Weigel

Why a Polling Firm Hid Numbers That Showed Democrats Losing the Colorado Recall

Nate Silver, pictured here at the 16th Annual Webby Awards on May 21, 2012, in New York City, isn’t very happy with Public Policy Polling.

Photo by Paul Zimmerman/Getty Images

This morning, out of nowhere, Public Policy Polling revealed to the world that it had polled the Colorado recalls, been on the money, but failed to release it. “In a district that Barack Obama won by almost 20 points,” wrote PPP’s Tom Jensen, “I figured there was no way that could be right and made a rare decision not to release the poll.”

Here’s some reflection on the results in CO last night based on polling we did in one of the districts last weekend: http://t.co/yzdZPe9kqw

— PublicPolicyPolling (@ppppolls) September 11, 2013

The questions started to roll in.

@LoganDobson I was worried that with 1/3rd of Dems supporting the recall on the poll, they perhaps were confused by question wording…

— PublicPolicyPolling (@ppppolls) September 11, 2013

And Jensen started to explain that the held poll was no big deal.

Love #tcot feeling like a private business has some sort of obligation to release all its work to the public

— PublicPolicyPolling (@ppppolls) September 11, 2013

We are a private polling company. 90% of the polling we do is never released to the public, just like other private polling companies…
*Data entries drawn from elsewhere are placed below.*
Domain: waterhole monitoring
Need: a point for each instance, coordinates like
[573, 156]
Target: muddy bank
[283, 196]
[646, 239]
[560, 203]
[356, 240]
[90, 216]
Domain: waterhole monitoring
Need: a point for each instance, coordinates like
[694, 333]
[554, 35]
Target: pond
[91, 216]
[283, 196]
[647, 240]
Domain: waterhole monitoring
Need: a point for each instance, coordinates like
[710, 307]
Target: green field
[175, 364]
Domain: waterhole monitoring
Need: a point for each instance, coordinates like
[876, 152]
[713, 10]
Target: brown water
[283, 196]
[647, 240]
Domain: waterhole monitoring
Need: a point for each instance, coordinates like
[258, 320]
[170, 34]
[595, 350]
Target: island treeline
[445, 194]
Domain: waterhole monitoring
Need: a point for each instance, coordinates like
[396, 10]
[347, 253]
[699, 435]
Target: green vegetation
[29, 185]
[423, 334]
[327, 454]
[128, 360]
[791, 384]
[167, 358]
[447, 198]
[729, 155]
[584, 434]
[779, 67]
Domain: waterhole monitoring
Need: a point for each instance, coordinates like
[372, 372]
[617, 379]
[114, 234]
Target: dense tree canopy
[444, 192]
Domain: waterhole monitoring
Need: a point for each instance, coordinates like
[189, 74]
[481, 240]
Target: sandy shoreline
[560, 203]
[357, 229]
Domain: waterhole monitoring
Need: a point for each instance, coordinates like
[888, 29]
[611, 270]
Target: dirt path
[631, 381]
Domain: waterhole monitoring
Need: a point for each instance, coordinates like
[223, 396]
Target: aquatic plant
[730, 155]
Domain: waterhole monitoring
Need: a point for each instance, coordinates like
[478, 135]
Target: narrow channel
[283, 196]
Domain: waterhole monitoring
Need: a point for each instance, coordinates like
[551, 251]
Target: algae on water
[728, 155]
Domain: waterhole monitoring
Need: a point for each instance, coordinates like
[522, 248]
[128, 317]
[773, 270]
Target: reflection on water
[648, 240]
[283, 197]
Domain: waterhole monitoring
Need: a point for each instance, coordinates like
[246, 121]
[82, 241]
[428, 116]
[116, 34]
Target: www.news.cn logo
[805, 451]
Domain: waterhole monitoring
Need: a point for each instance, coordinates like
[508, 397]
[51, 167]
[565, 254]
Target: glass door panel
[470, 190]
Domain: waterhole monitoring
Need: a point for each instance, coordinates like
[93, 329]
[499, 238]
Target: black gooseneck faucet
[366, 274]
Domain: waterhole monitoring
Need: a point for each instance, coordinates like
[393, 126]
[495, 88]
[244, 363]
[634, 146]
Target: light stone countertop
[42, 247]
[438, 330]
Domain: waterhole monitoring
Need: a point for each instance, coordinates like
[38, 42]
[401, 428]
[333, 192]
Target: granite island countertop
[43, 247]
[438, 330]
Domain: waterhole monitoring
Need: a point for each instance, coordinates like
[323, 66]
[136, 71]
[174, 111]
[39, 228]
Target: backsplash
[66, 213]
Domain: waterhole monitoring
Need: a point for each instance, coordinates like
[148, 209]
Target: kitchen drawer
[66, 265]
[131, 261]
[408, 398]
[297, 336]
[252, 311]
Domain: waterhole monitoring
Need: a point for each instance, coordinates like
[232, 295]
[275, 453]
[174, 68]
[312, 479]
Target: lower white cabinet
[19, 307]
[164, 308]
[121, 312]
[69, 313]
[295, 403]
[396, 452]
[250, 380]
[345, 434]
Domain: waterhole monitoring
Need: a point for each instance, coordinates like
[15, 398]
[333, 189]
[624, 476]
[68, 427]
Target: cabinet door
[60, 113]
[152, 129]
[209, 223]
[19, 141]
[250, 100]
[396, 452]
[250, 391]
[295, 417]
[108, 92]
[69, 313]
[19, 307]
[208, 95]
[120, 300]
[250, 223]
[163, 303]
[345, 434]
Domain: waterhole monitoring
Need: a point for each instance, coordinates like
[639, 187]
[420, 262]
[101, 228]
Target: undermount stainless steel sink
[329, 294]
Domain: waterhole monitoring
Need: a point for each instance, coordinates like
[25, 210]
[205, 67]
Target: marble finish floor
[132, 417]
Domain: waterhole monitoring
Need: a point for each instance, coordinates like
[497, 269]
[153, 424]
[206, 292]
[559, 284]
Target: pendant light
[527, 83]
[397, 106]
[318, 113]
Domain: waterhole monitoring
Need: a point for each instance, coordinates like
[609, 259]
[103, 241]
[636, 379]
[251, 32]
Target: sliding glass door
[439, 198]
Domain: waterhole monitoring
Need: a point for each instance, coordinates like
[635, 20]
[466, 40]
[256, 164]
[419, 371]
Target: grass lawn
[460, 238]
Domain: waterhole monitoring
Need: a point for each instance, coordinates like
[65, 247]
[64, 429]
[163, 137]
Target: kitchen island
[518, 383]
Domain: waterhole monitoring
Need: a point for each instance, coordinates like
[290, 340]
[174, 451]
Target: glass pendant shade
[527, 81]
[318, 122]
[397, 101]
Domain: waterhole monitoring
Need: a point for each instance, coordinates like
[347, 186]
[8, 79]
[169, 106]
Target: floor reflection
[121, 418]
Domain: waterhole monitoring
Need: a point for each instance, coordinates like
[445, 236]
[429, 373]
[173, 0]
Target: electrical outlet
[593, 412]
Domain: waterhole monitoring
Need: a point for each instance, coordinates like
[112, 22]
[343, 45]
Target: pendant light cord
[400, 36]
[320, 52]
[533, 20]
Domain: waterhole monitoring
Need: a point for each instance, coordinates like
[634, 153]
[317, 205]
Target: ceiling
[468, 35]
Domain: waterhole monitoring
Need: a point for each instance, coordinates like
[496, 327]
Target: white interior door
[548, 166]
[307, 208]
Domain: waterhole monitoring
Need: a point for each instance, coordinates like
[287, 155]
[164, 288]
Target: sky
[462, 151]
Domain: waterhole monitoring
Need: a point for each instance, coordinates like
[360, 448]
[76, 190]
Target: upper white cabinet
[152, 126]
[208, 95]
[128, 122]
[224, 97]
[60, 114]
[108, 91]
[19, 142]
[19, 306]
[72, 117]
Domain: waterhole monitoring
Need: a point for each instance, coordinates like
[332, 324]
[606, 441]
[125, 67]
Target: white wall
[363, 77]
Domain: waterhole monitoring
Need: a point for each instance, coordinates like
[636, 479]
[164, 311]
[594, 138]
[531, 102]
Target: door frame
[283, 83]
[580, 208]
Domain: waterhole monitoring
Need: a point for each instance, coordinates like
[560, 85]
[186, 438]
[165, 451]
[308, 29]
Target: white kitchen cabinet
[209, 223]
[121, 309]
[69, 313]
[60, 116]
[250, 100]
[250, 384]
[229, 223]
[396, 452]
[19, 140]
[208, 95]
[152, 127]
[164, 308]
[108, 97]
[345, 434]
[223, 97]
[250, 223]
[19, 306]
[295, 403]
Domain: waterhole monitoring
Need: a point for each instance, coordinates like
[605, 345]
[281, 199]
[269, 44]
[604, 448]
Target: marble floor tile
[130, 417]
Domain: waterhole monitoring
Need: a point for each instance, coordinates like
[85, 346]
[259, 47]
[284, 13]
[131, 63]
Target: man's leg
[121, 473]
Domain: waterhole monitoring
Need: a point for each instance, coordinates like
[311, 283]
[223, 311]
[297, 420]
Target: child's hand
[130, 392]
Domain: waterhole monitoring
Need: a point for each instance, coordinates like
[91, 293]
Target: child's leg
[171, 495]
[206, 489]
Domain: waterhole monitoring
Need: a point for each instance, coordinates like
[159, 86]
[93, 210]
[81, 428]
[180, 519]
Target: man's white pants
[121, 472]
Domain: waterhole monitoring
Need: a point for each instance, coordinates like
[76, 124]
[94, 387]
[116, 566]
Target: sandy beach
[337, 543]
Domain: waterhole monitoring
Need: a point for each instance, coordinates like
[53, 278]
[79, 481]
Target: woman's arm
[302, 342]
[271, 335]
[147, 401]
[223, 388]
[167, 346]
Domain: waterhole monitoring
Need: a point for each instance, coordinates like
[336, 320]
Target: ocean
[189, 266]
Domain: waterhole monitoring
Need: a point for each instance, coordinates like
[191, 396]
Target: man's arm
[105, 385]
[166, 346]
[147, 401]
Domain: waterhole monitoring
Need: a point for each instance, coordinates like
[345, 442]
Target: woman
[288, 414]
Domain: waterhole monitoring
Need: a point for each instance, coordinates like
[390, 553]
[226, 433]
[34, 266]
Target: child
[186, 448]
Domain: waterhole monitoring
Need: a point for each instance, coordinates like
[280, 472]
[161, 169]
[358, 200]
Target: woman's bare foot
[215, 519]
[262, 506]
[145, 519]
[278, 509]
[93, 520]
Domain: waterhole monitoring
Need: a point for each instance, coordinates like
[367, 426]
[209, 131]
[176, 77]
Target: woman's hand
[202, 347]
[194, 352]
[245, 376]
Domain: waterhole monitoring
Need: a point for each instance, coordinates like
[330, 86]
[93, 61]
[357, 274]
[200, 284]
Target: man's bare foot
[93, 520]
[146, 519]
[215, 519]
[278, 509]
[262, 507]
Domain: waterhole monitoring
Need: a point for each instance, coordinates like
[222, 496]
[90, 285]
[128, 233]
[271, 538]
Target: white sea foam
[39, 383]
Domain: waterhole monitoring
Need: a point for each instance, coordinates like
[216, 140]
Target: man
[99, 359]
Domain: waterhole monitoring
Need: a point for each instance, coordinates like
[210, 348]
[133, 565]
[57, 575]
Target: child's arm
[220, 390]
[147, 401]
— PublicPolicyPolling (@ppppolls) September 11, 2013

The number of polls we’ve done over the years we didn’t release where a Democrat was winning far exceeds ones where a Republican was…

— PublicPolicyPolling (@ppppolls) September 11, 2013

The rest of the political world cottoned on to this after Nate Silver started expressing outrage at the decision. In now-deleted tweets, Jensen called out Silver for being “bitter” at the polling firm. In the tweets that survive, Jensen only pleads for sanity.

@fivethirtyeight @ThePlumLineGS Not releasing a poll we never announced we were conducting is not ‘putting our finger on the scale’

— PublicPolicyPolling (@ppppolls) September 11, 2013

Let’s give a few whacks to PPP but agree that this doesn’t ruin its credibility. “We didn’t think the candidate could possibly be losing this badly” is an insane reason to hold a poll—that’s a poll people want to read, especially on a race that had no public data at all! But if PPP was trying to cover up the decision, it could have by never admitting that the poll existed. Who was asking? There was no heat; the mistake was answered by transparency.